I'm waiting for the phone to ring; I fully expect that it will within the next hour. Why? Because Ben is on an overnight (I use that term loosely) Space Camp mission that began an hour-and-a-half ago and is supposed to run all night, and all day tomorrow, while the Space Camp folks rehearse the week-long missions they will run this summer. Ben, who is an avid participant in his school's "Astro Knight" program (i.e. Space Camp), is supposed to be flying this mission with all his classmates so they can work out the bugs.
I started getting texts about half an hour ago: It's too dark. It's too stressful. It's too hard. I can't do it. I'm already crying.
I have offered him every bit of wisdom and counsel I know: Take a little break. Eat a little snack. Say a little prayer. Just have a little fun! Apparently if he does any of these things in small doses, it makes a difference.
It won't work. He will call soon, and he will come home without actually participating in this activity that he insists he loves so much. And I will resist the ever-present urge to compare him to the other kids at the camp who won't be coming home tonight, and who will have the emotional and mental stamina to endure a little discomfort and stimulation.
So, this is where I struggle to separate fact from fiction. The truth is, Ben uses his autism as an excuse to avoid things he doesn't want to do. We have a bit of the "Little Boy Who Cried Wolf" syndrome going on, especially when he is supposed to be in a class he doesn't like, read a book that doesn't interest him, or fulfill a responsibility he'd rather not do. He knows the words that will send me reeling to his rescue (they are akin to "I can't breathe" in mother-speak), and darn if he isn't due an Academy Award for his ability to burst into tears when the words alone are not enough.

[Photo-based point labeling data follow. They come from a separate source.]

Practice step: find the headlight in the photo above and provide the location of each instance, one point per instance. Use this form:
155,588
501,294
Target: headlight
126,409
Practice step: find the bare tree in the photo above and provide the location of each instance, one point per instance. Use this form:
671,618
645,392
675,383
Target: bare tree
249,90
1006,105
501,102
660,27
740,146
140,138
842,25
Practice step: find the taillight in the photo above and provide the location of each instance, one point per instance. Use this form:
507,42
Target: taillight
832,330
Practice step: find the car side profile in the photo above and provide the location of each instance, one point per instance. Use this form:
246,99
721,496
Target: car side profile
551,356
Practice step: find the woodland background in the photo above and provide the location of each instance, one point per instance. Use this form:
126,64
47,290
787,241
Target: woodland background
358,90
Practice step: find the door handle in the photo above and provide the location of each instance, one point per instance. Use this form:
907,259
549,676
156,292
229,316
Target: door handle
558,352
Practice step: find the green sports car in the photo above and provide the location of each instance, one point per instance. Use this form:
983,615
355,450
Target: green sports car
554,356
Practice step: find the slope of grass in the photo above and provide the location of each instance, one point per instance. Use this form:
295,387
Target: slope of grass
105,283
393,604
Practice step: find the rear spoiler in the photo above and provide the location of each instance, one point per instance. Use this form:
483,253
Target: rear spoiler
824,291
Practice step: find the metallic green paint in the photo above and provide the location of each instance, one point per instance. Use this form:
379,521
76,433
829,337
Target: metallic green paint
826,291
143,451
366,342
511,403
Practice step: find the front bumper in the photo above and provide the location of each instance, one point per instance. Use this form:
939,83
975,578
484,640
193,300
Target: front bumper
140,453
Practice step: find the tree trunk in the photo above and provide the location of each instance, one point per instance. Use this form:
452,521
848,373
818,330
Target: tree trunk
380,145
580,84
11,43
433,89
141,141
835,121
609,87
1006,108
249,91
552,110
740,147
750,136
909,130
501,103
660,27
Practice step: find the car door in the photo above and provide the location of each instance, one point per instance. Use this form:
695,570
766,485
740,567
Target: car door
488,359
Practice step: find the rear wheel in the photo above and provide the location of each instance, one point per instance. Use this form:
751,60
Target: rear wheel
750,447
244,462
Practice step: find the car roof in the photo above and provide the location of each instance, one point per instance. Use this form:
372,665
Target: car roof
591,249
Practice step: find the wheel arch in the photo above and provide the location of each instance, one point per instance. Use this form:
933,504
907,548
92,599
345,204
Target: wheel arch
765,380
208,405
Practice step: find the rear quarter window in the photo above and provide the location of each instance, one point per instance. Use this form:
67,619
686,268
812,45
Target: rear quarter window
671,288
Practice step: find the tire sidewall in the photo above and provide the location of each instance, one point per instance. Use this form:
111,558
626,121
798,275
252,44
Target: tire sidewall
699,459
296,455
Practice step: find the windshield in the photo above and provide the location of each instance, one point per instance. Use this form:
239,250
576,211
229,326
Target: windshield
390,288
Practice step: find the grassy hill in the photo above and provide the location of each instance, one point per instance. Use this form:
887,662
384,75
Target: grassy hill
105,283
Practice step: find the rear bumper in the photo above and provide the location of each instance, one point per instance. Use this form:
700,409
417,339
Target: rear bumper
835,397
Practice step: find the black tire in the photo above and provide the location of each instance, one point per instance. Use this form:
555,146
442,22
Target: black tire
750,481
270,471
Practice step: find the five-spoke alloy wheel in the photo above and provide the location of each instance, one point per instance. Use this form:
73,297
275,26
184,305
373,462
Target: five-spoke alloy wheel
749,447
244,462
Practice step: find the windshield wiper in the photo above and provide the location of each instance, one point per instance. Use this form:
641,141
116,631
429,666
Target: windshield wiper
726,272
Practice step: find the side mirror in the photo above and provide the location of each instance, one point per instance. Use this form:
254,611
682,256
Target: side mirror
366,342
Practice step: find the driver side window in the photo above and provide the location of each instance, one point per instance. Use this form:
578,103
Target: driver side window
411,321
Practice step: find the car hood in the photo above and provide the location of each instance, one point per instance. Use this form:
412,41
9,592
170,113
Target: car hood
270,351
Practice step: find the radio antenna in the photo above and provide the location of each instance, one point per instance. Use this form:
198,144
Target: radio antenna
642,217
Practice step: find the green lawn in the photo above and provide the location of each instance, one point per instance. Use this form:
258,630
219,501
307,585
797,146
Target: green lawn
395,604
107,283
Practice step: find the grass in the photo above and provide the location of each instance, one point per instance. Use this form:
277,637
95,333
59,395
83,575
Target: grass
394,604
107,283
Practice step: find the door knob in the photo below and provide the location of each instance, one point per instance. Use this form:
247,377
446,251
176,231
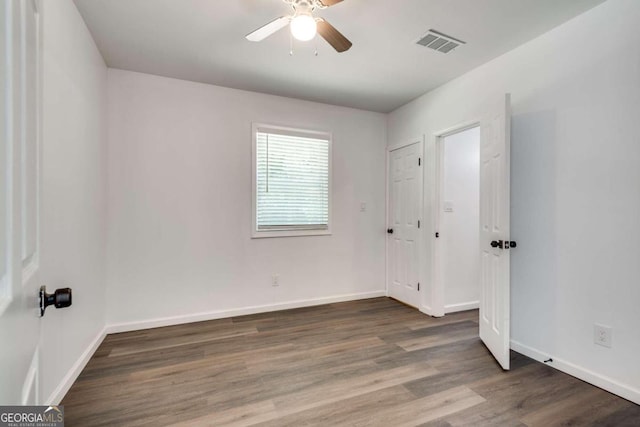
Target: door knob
60,298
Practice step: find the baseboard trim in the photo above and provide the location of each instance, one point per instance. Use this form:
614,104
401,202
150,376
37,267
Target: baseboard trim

The problem is, maybe he isn't faking it. Empirically, his autism does indeed mess with his wiring, and so it's altogether possible that he really can't do it. He's very possibly experiencing something like fireworks exploding inside his head while I encourage him to eat a cracker. What kind of mother does that?
Well, the kind that just desperately wants her child to be like other (neuro-typical) children. That's the bottom line.
The kind of mother who isn't willing yet to throw in the towel.
The kind of mother who believes that her child has infinite potential.
The kind of mother who doesn't want her child to live with regrets.
The kind of mother who believes in enduring to the end.
And, the kind of mother who is struggling to acknowledge that her child does have limits, and...more and more often these days...seems to be reaching them.
I don't believe that Ben's autism should be a stumbling block for him. A challenge? Yes. Of course. Just like any other mental, physical, or emotional disability would present a challenge for any other human being. But I'm not willing to give up, and I'm not willing to let him give up--not without a fight.
He'll come home tonight--I'm certain of that. I'm equally certain that he'll try again, and again, and again until he flies a space mission all night long and into tomorrow. Autism is Ben's final frontier, and Ben's mission is to explore it, chart it, and embrace it for all the challenges and opportunities it offers.
But tonight, right now, he'll come home--and I'll try to be okay with that. Autism is my final frontier, too, and I'm a weary traveler sometimes.